Então vamos falar um pouco de porque os Quantum Dots têm esse nome (e no processo, vamos mostrar como qualquer tipo de auto-ajuda “quântica” não faz sentido)

Todos os Dots de que falamos são muito, muito pequenos. Eles medem 2, 5, 10, 30 nanômetros, por exemplo. 1 Nanômetro equivale a 0,001 micrômetro, que equivale a 0,001 milímetros, que equivale a 0,1 centímetros. Então para se imaginar o tamanho de um Quantum Dots seria necessário dividir 1 cm em 10, depois em 1000, depois em 1000 de novo.

É difícil pensar em algo tão pequeno, certo? Mas você não está sozinho. É difícil para o Universo também. Tão difícil que quando as coisas são desse tamanho nem as leis da física fazem mais sentido.

Foi assim que surgiu a mecânica quântica, em contraste com a mecânica clássica. Novas regras para entender como partículas muito pequenas se comportam de forma tão diferente das maiores. Tão diferentes que elas nem são compreendidas como partículas, por isso podemos dizer que se comportam como ondas (geralmente).

As implicações disso são das mais variáveis, mas no caso desta pesquisa o principal fenômeno é o “tunelamento quântico”, como explica o professor Adriano Siqueira.

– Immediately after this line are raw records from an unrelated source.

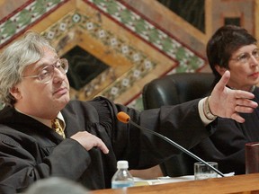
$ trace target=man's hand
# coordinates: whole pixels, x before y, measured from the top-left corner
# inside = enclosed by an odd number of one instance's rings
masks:
[[[258,104],[251,93],[241,90],[231,90],[226,87],[230,78],[230,72],[226,71],[215,85],[209,101],[211,113],[222,118],[231,118],[237,122],[245,122],[238,112],[251,113]]]
[[[76,134],[73,135],[70,138],[77,141],[87,151],[89,151],[93,147],[99,147],[104,154],[109,153],[109,149],[107,148],[105,144],[102,141],[102,139],[86,131],[77,132]]]

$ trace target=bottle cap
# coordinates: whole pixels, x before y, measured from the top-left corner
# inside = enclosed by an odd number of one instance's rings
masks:
[[[129,168],[129,163],[128,161],[118,161],[117,162],[117,168],[121,169],[121,168]]]

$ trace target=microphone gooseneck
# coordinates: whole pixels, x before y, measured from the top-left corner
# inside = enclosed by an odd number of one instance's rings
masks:
[[[138,125],[137,123],[133,122],[132,120],[130,120],[130,117],[123,112],[123,111],[121,111],[117,114],[117,119],[121,121],[121,122],[123,122],[123,123],[130,123],[132,124],[133,126],[140,128],[141,130],[145,130],[148,133],[151,133],[155,136],[157,136],[159,137],[161,137],[162,139],[164,139],[165,141],[168,142],[169,144],[173,145],[174,146],[177,147],[178,149],[180,149],[181,151],[183,151],[183,153],[189,154],[190,156],[192,156],[192,158],[194,158],[195,160],[204,163],[206,166],[208,166],[209,168],[212,169],[214,172],[216,172],[218,174],[219,174],[221,177],[225,177],[225,175],[219,172],[218,169],[214,168],[213,166],[210,165],[210,163],[208,163],[207,162],[205,162],[204,160],[202,160],[201,158],[198,157],[197,155],[193,154],[192,152],[190,152],[189,150],[185,149],[184,147],[183,147],[182,146],[178,145],[177,143],[174,142],[173,140],[171,140],[170,138],[159,134],[159,133],[156,133],[156,131],[153,131],[153,130],[150,130],[148,128],[143,128],[139,125]]]

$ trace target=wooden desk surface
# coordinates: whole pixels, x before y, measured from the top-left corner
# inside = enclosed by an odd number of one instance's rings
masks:
[[[116,190],[93,190],[91,194],[223,194],[259,193],[259,173],[237,175],[232,177],[215,178],[201,181],[189,181],[183,182],[147,185]]]

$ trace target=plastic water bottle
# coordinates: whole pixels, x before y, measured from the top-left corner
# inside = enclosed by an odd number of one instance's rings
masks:
[[[134,180],[130,172],[128,171],[128,161],[117,162],[117,172],[112,179],[112,188],[125,188],[132,187],[134,185]]]

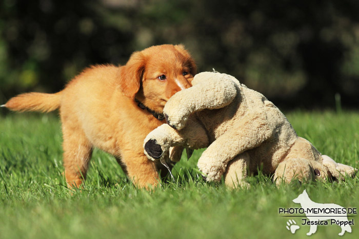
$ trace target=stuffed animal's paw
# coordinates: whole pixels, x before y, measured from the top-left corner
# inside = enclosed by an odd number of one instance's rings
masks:
[[[175,129],[181,130],[184,128],[187,118],[187,117],[183,116],[178,117],[178,116],[171,117],[165,113],[166,122]]]
[[[209,163],[208,160],[203,160],[202,158],[198,160],[197,166],[200,170],[202,172],[204,176],[206,177],[207,182],[218,182],[224,173],[225,170],[218,165],[212,165]],[[207,161],[207,162],[206,162]]]
[[[165,127],[163,126],[165,125]],[[145,139],[144,153],[152,161],[163,159],[169,156],[171,145],[170,136],[166,133],[166,127],[162,125],[152,131]]]
[[[158,144],[155,139],[150,139],[145,143],[145,154],[149,159],[154,161],[159,159],[163,155],[163,150],[161,146]]]

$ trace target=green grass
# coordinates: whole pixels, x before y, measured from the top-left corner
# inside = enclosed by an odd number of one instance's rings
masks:
[[[359,113],[287,114],[298,134],[338,162],[359,168]],[[0,116],[0,238],[307,238],[292,234],[280,207],[306,189],[313,201],[358,208],[359,179],[276,188],[261,173],[248,190],[206,183],[194,169],[195,151],[173,169],[175,182],[151,192],[135,188],[110,156],[95,150],[85,189],[73,193],[62,172],[60,123],[55,115]],[[357,238],[358,217],[351,233]],[[320,226],[314,238],[337,236],[337,226]]]

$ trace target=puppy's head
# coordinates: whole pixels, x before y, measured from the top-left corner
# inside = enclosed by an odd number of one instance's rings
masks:
[[[162,112],[171,96],[192,85],[196,71],[183,46],[155,46],[134,52],[120,68],[120,87],[127,96]]]

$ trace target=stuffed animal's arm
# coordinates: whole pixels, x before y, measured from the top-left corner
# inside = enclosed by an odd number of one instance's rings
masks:
[[[240,154],[259,146],[272,135],[264,113],[247,114],[215,140],[198,161],[207,181],[221,180],[228,162]]]
[[[151,132],[145,139],[145,154],[154,161],[168,156],[170,148],[181,146],[196,149],[207,147],[209,140],[205,128],[193,117],[181,131],[177,131],[167,124],[163,124]]]
[[[185,127],[192,113],[228,105],[239,90],[234,80],[234,77],[225,74],[203,72],[196,75],[193,86],[178,92],[166,104],[164,112],[167,123],[180,130]]]

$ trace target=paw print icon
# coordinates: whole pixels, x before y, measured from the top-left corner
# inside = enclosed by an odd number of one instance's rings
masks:
[[[286,227],[289,231],[290,231],[292,234],[295,233],[295,231],[299,229],[299,226],[296,225],[295,221],[294,220],[291,220],[290,219],[287,222],[287,226]]]

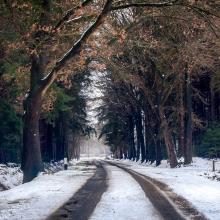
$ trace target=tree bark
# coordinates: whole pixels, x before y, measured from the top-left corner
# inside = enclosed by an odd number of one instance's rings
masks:
[[[186,73],[186,144],[184,149],[184,163],[192,162],[192,84],[190,74]]]
[[[163,133],[163,137],[164,137],[164,141],[165,141],[165,145],[167,149],[168,159],[170,161],[170,167],[174,168],[178,164],[176,151],[175,151],[175,145],[173,143],[173,139],[170,134],[170,129],[169,129],[168,122],[166,120],[164,109],[161,106],[159,107],[159,115],[160,115],[160,120],[162,123],[162,133]]]
[[[41,96],[37,94],[26,100],[21,164],[23,183],[31,181],[43,169],[39,136],[41,102]]]

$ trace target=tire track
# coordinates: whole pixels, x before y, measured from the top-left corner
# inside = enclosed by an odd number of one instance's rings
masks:
[[[118,163],[105,161],[106,163],[121,168],[129,173],[142,187],[146,197],[149,198],[154,207],[166,220],[207,220],[207,218],[196,210],[183,197],[169,190],[168,186],[153,178],[139,174]]]
[[[107,189],[107,172],[101,162],[94,162],[95,174],[47,220],[87,220]]]

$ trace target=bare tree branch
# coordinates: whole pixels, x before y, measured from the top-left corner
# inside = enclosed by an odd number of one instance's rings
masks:
[[[154,7],[154,8],[160,8],[160,7],[169,7],[173,6],[176,3],[178,3],[179,0],[174,0],[174,1],[166,1],[166,2],[158,2],[158,3],[130,3],[130,4],[122,4],[118,6],[113,6],[111,10],[120,10],[120,9],[125,9],[125,8],[131,8],[131,7]]]
[[[58,72],[65,63],[70,59],[73,58],[82,48],[83,44],[89,38],[89,36],[102,24],[103,19],[107,16],[108,12],[111,9],[112,0],[107,0],[101,13],[96,18],[91,26],[89,26],[85,32],[81,35],[78,41],[76,41],[72,48],[70,48],[64,56],[56,62],[52,70],[48,73],[46,77],[44,77],[41,82],[41,91],[46,92],[47,88],[53,83],[56,77],[56,72]]]
[[[69,18],[75,13],[76,10],[87,6],[92,0],[84,0],[81,5],[78,5],[74,8],[71,8],[66,12],[66,14],[59,20],[53,30],[58,29],[65,21],[69,20]]]

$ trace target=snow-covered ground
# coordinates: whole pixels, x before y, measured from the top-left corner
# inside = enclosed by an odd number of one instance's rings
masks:
[[[0,192],[0,219],[45,219],[68,201],[94,171],[94,166],[73,163],[67,171],[41,174],[29,183]]]
[[[56,173],[63,169],[63,161],[44,163],[44,173]],[[22,184],[23,174],[19,164],[0,164],[0,191]]]
[[[128,160],[117,162],[166,183],[209,219],[220,219],[220,181],[213,178],[219,176],[220,161],[216,162],[216,172],[212,172],[212,161],[202,158],[194,158],[192,165],[175,169],[170,169],[166,161],[162,161],[159,167]]]
[[[128,173],[114,166],[107,166],[107,171],[108,190],[90,220],[162,219],[139,184]]]
[[[0,164],[0,191],[22,183],[22,172],[16,164]]]

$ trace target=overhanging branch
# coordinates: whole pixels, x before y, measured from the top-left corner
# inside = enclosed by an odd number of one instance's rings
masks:
[[[66,12],[66,14],[58,21],[58,23],[53,28],[53,30],[58,29],[64,22],[69,20],[69,18],[75,13],[75,11],[77,11],[78,9],[80,9],[82,7],[86,7],[91,1],[92,0],[84,0],[81,5],[78,5],[78,6],[74,7],[74,8],[71,8],[70,10],[68,10]]]
[[[168,7],[175,5],[179,0],[175,1],[166,1],[166,2],[159,2],[159,3],[130,3],[130,4],[122,4],[118,6],[113,6],[112,11],[120,10],[120,9],[126,9],[126,8],[132,8],[132,7],[154,7],[154,8],[161,8],[161,7]]]
[[[107,16],[108,12],[111,9],[111,3],[112,0],[106,1],[101,13],[93,22],[93,24],[84,31],[79,40],[74,43],[72,48],[70,48],[70,50],[67,51],[67,53],[65,53],[64,56],[56,62],[56,64],[48,73],[48,75],[41,80],[42,92],[45,92],[47,88],[53,83],[56,77],[55,73],[58,72],[70,58],[73,58],[76,54],[78,54],[78,52],[82,49],[83,44],[86,42],[89,36],[102,24],[103,19]]]

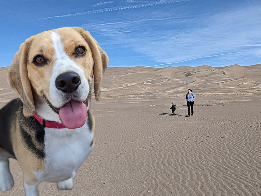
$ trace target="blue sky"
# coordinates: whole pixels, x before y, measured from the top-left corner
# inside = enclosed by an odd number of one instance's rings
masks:
[[[7,0],[0,9],[0,67],[31,36],[74,26],[90,32],[110,66],[261,63],[259,0]]]

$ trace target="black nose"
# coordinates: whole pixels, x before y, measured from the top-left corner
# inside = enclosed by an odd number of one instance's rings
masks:
[[[58,76],[55,80],[56,88],[65,93],[71,93],[77,90],[80,84],[80,76],[73,71],[62,74]]]

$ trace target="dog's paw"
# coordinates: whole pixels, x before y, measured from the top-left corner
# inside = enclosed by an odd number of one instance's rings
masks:
[[[0,162],[0,190],[5,192],[11,190],[13,186],[13,180],[9,170],[8,163]]]
[[[57,188],[60,190],[71,190],[74,188],[73,179],[57,183]]]

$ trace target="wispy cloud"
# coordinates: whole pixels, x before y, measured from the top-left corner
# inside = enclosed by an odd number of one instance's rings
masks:
[[[93,5],[92,6],[93,7],[96,7],[99,5],[106,5],[106,4],[108,4],[109,3],[113,3],[114,2],[113,1],[105,1],[103,2],[100,2],[99,3],[96,3],[96,4]]]
[[[151,66],[146,66],[147,67],[156,67],[159,66],[161,66],[162,65],[172,65],[173,64],[177,64],[177,63],[183,63],[185,62],[187,62],[188,61],[192,61],[193,60],[195,60],[196,59],[202,59],[202,58],[209,58],[210,57],[214,57],[214,56],[223,56],[224,55],[231,55],[231,54],[239,54],[240,53],[242,53],[242,52],[231,52],[230,53],[226,53],[224,54],[217,54],[215,55],[211,55],[210,56],[200,56],[200,57],[197,57],[197,58],[193,58],[190,59],[186,59],[186,60],[184,60],[184,61],[179,61],[178,62],[172,62],[171,63],[162,63],[161,64],[159,64],[158,65],[151,65]]]
[[[72,17],[74,16],[84,16],[87,14],[97,14],[99,13],[102,13],[106,12],[115,12],[118,10],[122,10],[130,9],[137,9],[138,8],[142,8],[146,7],[150,7],[158,6],[161,5],[168,4],[170,3],[175,3],[180,2],[184,2],[188,1],[193,1],[193,0],[176,0],[173,1],[172,0],[167,0],[166,1],[159,1],[156,2],[155,2],[150,3],[144,3],[138,5],[126,5],[121,6],[117,6],[113,7],[108,8],[105,8],[104,9],[99,9],[88,11],[84,12],[75,13],[73,14],[65,14],[61,16],[52,16],[46,18],[43,18],[34,20],[34,21],[37,21],[41,20],[45,20],[50,18],[57,18],[66,17]]]
[[[153,16],[141,12],[140,17],[125,22],[123,20],[81,27],[106,37],[102,44],[110,50],[123,46],[144,55],[154,65],[151,66],[195,66],[195,62],[216,66],[261,59],[261,21],[255,16],[261,12],[261,6],[204,12],[196,17],[173,9],[164,10],[163,14],[155,11]]]

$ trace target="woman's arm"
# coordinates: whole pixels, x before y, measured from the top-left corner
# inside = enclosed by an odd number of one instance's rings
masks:
[[[195,99],[196,99],[196,96],[193,93],[192,93],[192,96],[193,96],[193,100],[195,100]]]

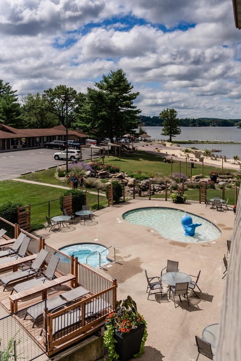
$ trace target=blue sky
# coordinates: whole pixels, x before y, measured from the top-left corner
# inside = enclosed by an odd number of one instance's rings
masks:
[[[123,69],[145,115],[240,117],[231,0],[1,0],[0,78],[20,100]]]

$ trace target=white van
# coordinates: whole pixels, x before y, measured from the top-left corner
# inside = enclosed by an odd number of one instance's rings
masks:
[[[97,144],[97,141],[94,139],[86,139],[86,145],[96,145]]]

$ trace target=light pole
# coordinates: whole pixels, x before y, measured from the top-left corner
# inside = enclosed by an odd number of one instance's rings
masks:
[[[64,103],[65,104],[66,104],[66,121],[65,123],[65,128],[66,129],[66,174],[68,173],[68,127],[69,127],[69,124],[68,124],[68,103],[69,102],[71,101],[71,100],[73,100],[73,97],[72,95],[67,95],[66,94],[63,94],[62,95],[60,95],[60,99],[61,100],[61,101],[62,103]]]

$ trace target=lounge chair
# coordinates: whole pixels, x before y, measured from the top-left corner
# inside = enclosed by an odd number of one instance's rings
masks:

O pulo do gato (de schrodinger) do tunelamento é que o comportamento de onda dessas partículas permite que elas atravessem barreiras que seriam impossíveis do ponto de vista da física tradicional.

No caso desta pesquisa, o tunelamento acontece com a forma de transição (movimentação) dos elétrons contidos nos Bio-Cdots.

Os elétrons costumam ficar se mexendo em uma determinada área próxima do núcleo atômico, mas existem diferentes áreas para serem ocupadas e os elétrons de uma região não podem simplesmente pular para outra.

Para pular para outra área eles precisam ser estimulados, precisam receber energia de alguma outra fonte. Como se você tentasse pular uma cerca e precisasse do impulso de um amigo.

Mas na mecânica quântica não é bem assim. Por causa do efeito de tunelamento, a energia que o elétron de um nanomaterial precisa para dar esse salto é menor do que o necessário para ultrapassar essa barreira (seguindo as leis da mecânica clássica). Como se ao invés de dar um impulso para você pular a cerca, seu amigo te empurrasse na direção dela e você chegasse do outro lado mesmo assim.

Na aplicação de Bio-CDots em plantas, o tunelamento quântico faz com que essa nanopartícula receba a luz do sol (energia de uma fonte externa) e interaja com ela para transformar parte da energia que seria desperdiçada (calor) em mais luz para a planta absorver.

Esse projeto rendeu aos pesquisadores uma indicação da Associação Brasileira de Ciências (ABC) para representar o Brasil no Frontiers Planet Prize: Ciência para um planeta sustentável. Apesar de não terem alcançado o prêmio, a nomeação em si já reforça a inovação e importância do trabalho.